Performance Trade-offs: The Engineer's Choice
As we wrap up our look at model internals, we need to talk about the "Three-Way Tug of War" that every local AI engineer manages. When you change one setting in Ollama, it affects the other two.
1. The Quality vs. Size Trade-off
The Lever: Quantization (Q4 vs Q8)
- Increase Quality: Move to Q8 or FP16.
- The Cost: You need 2x to 4x more VRAM. If you run out of VRAM, the model moves to the CPU, and your speed drops by 90%.
- The Recommendation: Stick to Q4_K_M. The loss in quality is nearly invisible to humans, but the speed gain is massive.
2. The Speed vs. Context Trade-off
The Lever: num_ctx (Context Window)
- Increase Context: Allow the model to "remember" a 10,000-line codebase.
- The Cost: Every token of context requires "KV Cache" space in VRAM. Large context windows slow down the "Time to First Token" and can cause the system to crash if you over-allocate.
- The Recommendation: Use 8,192 for general chat. Only increase to 32k+ when performing specific document analysis.
3. The Batch Size Trade-off
The Lever: num_batch
- What it is: How many tokens the model processes at once.
- Increase Batch: Good for processing a big document (Prompting).
- The Cost: Higher peak VRAM usage.
- The Recommendation: Let Ollama handle this automatically. It is highly optimized out of the box.
How to Benchmark Your Setup
If you want to know how your machine is performing, you can look at the "hidden" metadata of an Ollama response.
Run a prompt and look for these two metrics:
- Prompt Eval Count: How fast the model reads your input. (Measured in tokens/sec).
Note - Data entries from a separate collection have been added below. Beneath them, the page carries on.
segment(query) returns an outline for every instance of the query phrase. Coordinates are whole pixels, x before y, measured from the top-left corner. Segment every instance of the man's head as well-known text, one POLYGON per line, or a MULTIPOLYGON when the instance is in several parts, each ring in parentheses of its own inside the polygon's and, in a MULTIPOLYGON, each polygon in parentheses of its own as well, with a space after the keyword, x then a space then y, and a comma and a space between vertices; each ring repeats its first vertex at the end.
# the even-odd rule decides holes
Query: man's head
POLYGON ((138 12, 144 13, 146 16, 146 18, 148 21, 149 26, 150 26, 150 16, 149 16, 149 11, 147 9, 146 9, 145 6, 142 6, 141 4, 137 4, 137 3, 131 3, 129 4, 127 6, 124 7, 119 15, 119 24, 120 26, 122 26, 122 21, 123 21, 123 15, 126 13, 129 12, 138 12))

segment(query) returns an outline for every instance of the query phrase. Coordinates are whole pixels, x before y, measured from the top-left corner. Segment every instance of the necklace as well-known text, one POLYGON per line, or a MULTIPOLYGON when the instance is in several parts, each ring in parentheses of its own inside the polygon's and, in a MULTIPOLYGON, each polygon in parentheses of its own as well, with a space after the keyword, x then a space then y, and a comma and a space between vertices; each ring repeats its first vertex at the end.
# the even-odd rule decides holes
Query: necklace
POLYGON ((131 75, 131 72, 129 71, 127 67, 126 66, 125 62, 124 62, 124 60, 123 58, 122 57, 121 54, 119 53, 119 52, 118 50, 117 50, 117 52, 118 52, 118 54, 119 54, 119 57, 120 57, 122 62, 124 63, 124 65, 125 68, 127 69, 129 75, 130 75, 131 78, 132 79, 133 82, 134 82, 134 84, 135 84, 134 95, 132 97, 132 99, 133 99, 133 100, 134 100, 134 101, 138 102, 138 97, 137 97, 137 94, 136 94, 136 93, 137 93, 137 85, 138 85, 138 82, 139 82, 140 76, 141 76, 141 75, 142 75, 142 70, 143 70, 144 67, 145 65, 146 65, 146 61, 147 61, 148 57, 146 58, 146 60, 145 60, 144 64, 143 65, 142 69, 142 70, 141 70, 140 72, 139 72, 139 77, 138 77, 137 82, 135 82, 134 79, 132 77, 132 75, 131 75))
- Eval Count: How fast the model types the answer. (Measured in tokens/sec).
Goal: You want your "Eval Count" to be above 10 tokens/sec for it to feel comfortable to read. If it's below 5, it's time to use a smaller model or lower quantization.
Summary Matrix
| To Get More... | Do This: | But Watch Out For: |
|---|---|---|
| Speed | Use a smaller model (3B) | Lower Reasoning Ability |
| Accuracy | Use higher quantization (Q8) | Slower Loading, More VRAM |
| Memory Info | Increase num_ctx | Slower Response, Higher Crash risk |
| Stability | Use num_gpu 0 (CPU only) | Extreme Slowness |
Key Takeaways
- Engineering is the art of balancing quality against hardware limits.
- Q4_K_M is the "Sweet Spot" for 90% of users.
- Always monitor your Tokens per second to ensure a good user experience.
- Don't over-allocate Context unless you actually need it for the specific task.